Radius of Curvature of Ion in Magnetic Field

[Nexest]

Homework Statement

A doubly ionized atom (charge = +2e) whose mass is 5.15E-26 kg is accelerated by a voltage of 3450 V and enters a region where a uniform magnetic field B = 0.100 T acts perpendicular to its motion. What is the radius of curvature of the path of the ion in the B-field?

Homework Equations

r=$$\frac{mv}{qB}$$
e = 1.602 x 10^-19

The Attempt at a Solution

Given the equation above this is a very simple problem except I don't know how to calculate the velocity of the ion from voltage. The only idea I had was conservation of energy: K_f = U_i or $$\frac{1}{2}$$mv² = q$$\Delta$$V. But this ended up wrong and in retrospect I'm not sure if it entirely makes sense to begin with...

 

[LowlyPion]

Looks like you are on the right track.

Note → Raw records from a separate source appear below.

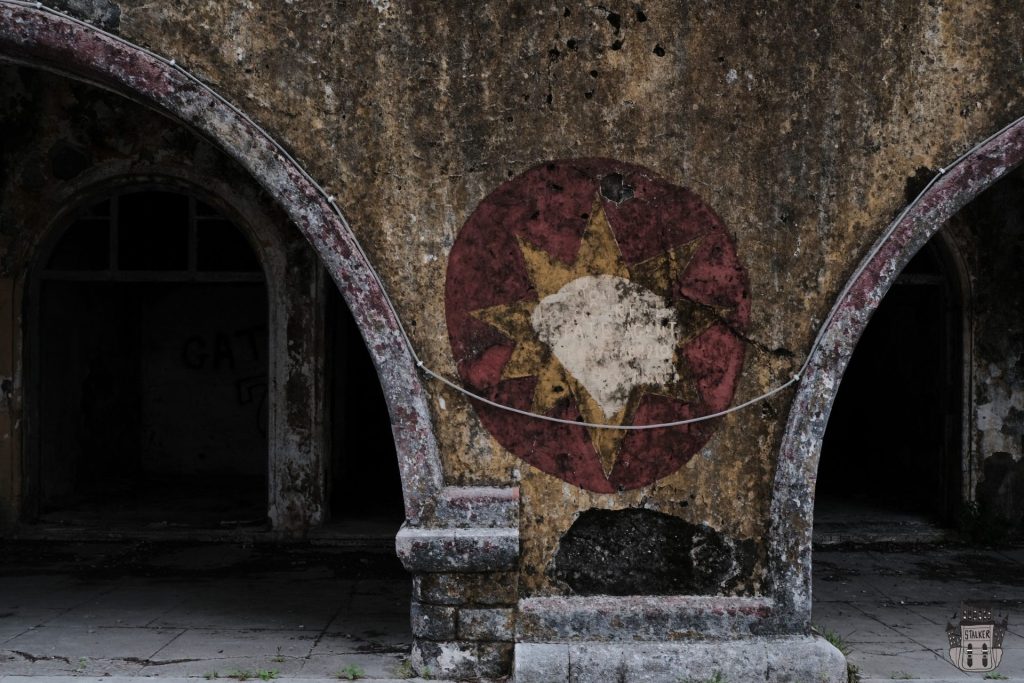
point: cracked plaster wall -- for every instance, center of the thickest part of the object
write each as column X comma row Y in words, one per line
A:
column 798, row 123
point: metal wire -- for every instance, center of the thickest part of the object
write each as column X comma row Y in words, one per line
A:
column 876, row 248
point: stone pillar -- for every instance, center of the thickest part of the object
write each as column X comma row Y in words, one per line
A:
column 465, row 585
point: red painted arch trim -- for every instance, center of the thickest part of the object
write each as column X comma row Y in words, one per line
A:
column 43, row 39
column 793, row 495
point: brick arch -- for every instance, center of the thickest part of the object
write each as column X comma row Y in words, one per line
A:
column 42, row 39
column 793, row 492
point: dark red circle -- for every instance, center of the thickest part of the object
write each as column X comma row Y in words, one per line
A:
column 548, row 207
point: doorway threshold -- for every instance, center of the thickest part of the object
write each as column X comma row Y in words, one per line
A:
column 843, row 522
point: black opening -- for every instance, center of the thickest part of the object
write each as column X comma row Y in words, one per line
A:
column 893, row 440
column 151, row 384
column 365, row 484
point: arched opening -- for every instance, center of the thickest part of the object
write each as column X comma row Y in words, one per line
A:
column 147, row 356
column 364, row 486
column 892, row 453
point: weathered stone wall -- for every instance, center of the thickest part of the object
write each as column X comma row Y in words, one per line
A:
column 989, row 233
column 800, row 125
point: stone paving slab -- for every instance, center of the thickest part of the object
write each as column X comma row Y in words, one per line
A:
column 891, row 608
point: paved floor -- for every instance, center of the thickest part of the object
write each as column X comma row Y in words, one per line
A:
column 891, row 607
column 218, row 611
column 94, row 610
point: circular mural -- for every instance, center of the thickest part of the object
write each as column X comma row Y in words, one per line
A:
column 593, row 291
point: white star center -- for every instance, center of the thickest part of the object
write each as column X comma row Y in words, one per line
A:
column 611, row 335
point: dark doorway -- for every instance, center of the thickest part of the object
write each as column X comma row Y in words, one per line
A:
column 893, row 443
column 148, row 359
column 365, row 484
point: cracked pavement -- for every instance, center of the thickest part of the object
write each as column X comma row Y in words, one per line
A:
column 891, row 606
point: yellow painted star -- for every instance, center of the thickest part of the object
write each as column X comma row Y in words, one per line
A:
column 598, row 256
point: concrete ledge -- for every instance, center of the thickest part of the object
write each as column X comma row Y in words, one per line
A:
column 638, row 617
column 478, row 507
column 783, row 659
column 458, row 549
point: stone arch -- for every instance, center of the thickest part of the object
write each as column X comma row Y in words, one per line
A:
column 39, row 38
column 793, row 491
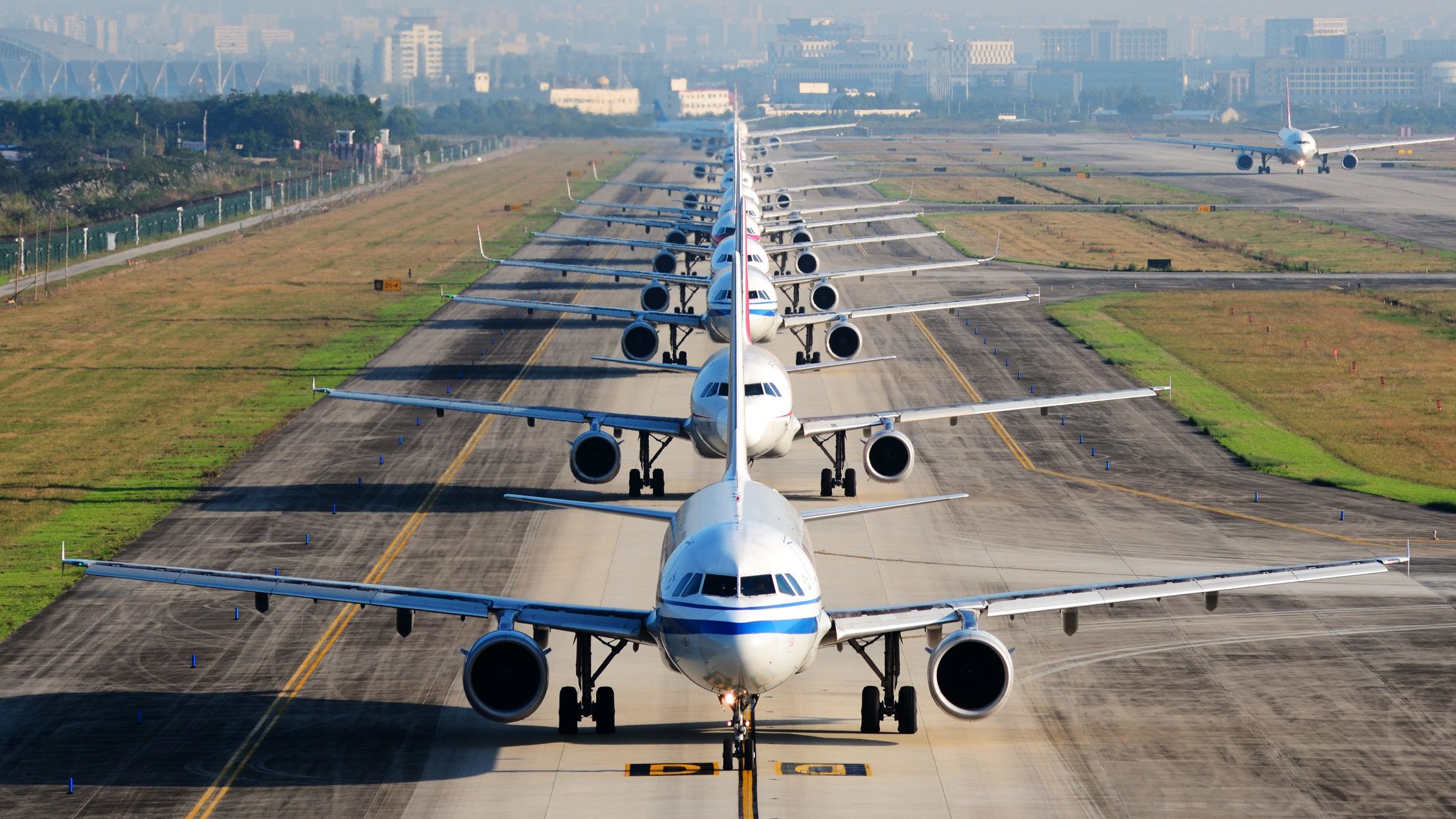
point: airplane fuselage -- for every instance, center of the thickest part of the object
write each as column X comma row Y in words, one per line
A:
column 739, row 605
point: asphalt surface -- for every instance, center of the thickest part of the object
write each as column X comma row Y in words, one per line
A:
column 1328, row 699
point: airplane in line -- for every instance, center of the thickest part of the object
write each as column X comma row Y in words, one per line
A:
column 1296, row 146
column 739, row 605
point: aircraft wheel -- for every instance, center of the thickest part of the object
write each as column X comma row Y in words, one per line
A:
column 905, row 710
column 568, row 712
column 606, row 712
column 870, row 710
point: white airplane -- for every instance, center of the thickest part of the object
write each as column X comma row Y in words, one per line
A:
column 842, row 339
column 739, row 607
column 1296, row 146
column 770, row 427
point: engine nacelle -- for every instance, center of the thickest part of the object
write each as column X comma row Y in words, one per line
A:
column 970, row 674
column 504, row 676
column 824, row 296
column 843, row 342
column 888, row 455
column 639, row 342
column 656, row 298
column 665, row 262
column 594, row 456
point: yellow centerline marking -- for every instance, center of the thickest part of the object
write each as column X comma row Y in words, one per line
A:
column 1025, row 461
column 238, row 763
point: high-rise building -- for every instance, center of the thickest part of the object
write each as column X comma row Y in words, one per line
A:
column 1280, row 34
column 1102, row 41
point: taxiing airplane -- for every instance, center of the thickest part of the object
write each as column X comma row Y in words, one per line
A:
column 1296, row 146
column 739, row 605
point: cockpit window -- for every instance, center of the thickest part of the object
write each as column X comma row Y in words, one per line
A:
column 720, row 585
column 756, row 585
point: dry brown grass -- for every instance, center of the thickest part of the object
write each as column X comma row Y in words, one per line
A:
column 1098, row 241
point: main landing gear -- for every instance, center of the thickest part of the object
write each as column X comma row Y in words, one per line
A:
column 836, row 475
column 876, row 707
column 743, row 747
column 676, row 354
column 603, row 707
column 647, row 477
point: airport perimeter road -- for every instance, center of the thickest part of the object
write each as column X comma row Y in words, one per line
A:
column 1331, row 699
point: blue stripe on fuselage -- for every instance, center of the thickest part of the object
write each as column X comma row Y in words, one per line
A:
column 682, row 626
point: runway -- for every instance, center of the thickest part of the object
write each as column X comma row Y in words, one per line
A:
column 1411, row 203
column 1331, row 699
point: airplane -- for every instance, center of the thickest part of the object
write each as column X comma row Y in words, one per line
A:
column 770, row 426
column 1296, row 146
column 739, row 605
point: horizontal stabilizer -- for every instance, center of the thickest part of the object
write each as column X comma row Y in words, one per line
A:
column 608, row 508
column 864, row 508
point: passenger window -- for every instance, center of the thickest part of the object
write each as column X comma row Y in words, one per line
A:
column 756, row 585
column 721, row 585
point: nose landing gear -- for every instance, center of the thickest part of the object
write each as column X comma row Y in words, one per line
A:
column 743, row 747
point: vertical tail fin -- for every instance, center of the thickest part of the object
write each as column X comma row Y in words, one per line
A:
column 739, row 313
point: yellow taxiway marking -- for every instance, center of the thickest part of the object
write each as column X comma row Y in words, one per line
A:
column 1025, row 461
column 238, row 763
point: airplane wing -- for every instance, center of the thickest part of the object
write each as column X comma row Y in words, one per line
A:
column 1393, row 143
column 804, row 277
column 661, row 425
column 639, row 274
column 823, row 425
column 800, row 319
column 680, row 319
column 692, row 369
column 600, row 621
column 1266, row 150
column 858, row 624
column 639, row 244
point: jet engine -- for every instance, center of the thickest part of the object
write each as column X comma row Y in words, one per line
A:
column 824, row 296
column 888, row 455
column 656, row 298
column 970, row 674
column 665, row 262
column 596, row 456
column 843, row 340
column 504, row 676
column 639, row 342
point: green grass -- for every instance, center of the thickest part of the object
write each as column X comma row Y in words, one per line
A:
column 101, row 442
column 1232, row 413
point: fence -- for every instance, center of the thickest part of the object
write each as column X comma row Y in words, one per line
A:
column 48, row 250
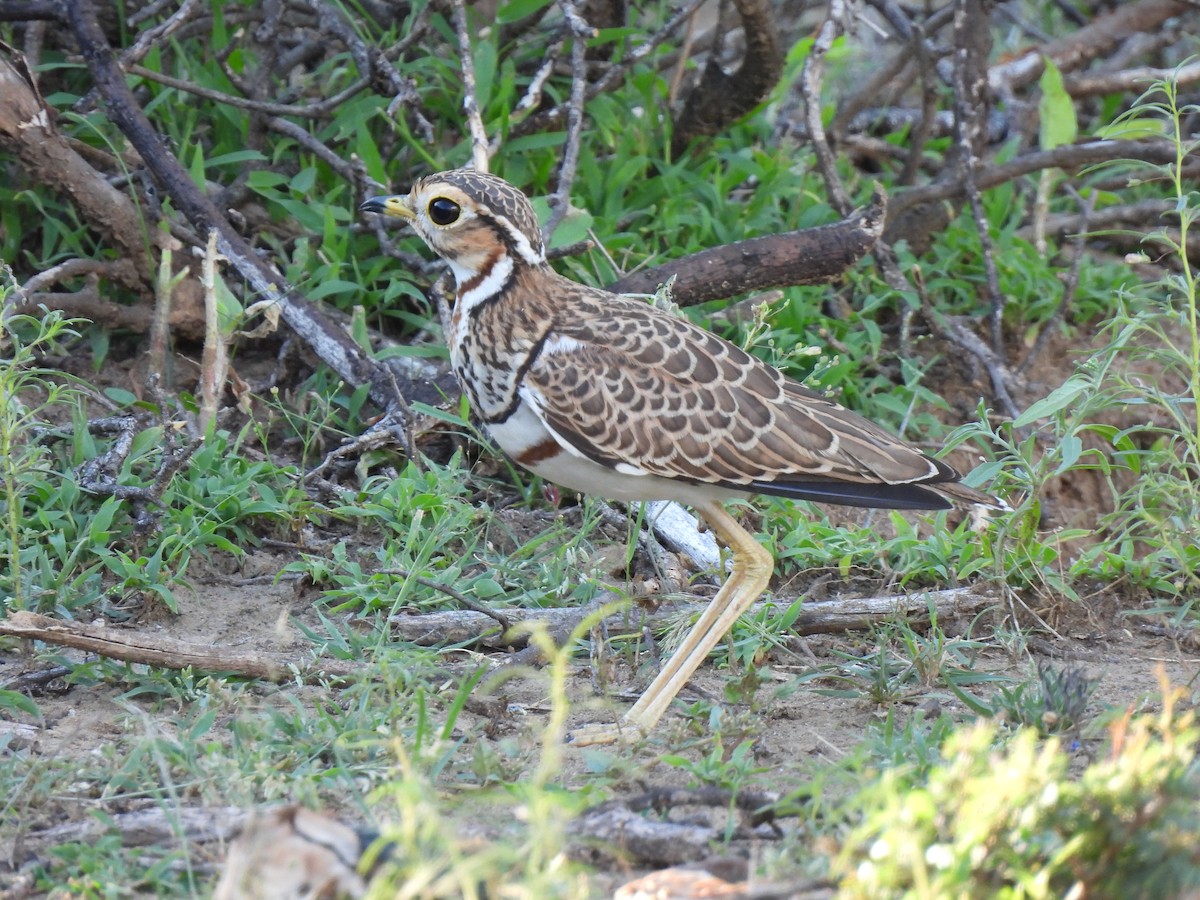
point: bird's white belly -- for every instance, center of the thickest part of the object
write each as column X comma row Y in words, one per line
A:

The Δ Voltage will result in the ΔPE which becomes KE.

Looks to me like ½mv² gets related to the Lorentz force component and the centripetal acceleration as you've already written.

I end up with an equation that looks like:

R = 1/B*(2 * m * ΔV/ q)^1/2

 

[nlightner]

As a scientist, it is important to always approach problems with accuracy and precision. In this case, the equation r = mv/qB is applicable for a charged particle moving in a uniform magnetic field. However, in order to calculate the radius of curvature, we need to know the velocity of the ion. In this scenario, we can use the conservation of energy principle to solve for the velocity.

The initial kinetic energy (K_i) of the ion can be calculated using the given voltage and the charge of the ion (q = +2e). K_i = q\DeltaV = (2)(1.602 x 10^-19)(3450) = 1.108 x 10^-15 J.

We can then equate this to the final kinetic energy (K_f) of the ion, which can be calculated using the mass and velocity of the ion. K_f = \frac{1}{2}mv^2.

Setting these equal to each other, we get 1.108 x 10^-15 J = \frac{1}{2}(5.15 x 10^-26)(v^2). Solving for v, we get v = 4.43 x 10^6 m/s.

Now, we can plug this value into the equation r = mv/qB to calculate the radius of curvature. r = \frac{(5.15 x 10^-26)(4.43 x 10^6)}{(2)(1.602 x 10^-19)(0.100)} = 0.00135 m.

Therefore, the radius of curvature of the path of the ion in the magnetic field is 0.00135 m. It is important to note that this is a simplified calculation and does not take into account factors such as the ion's initial direction and the shape of the magnetic field. Further analysis and experimentation may be necessary for a more accurate calculation.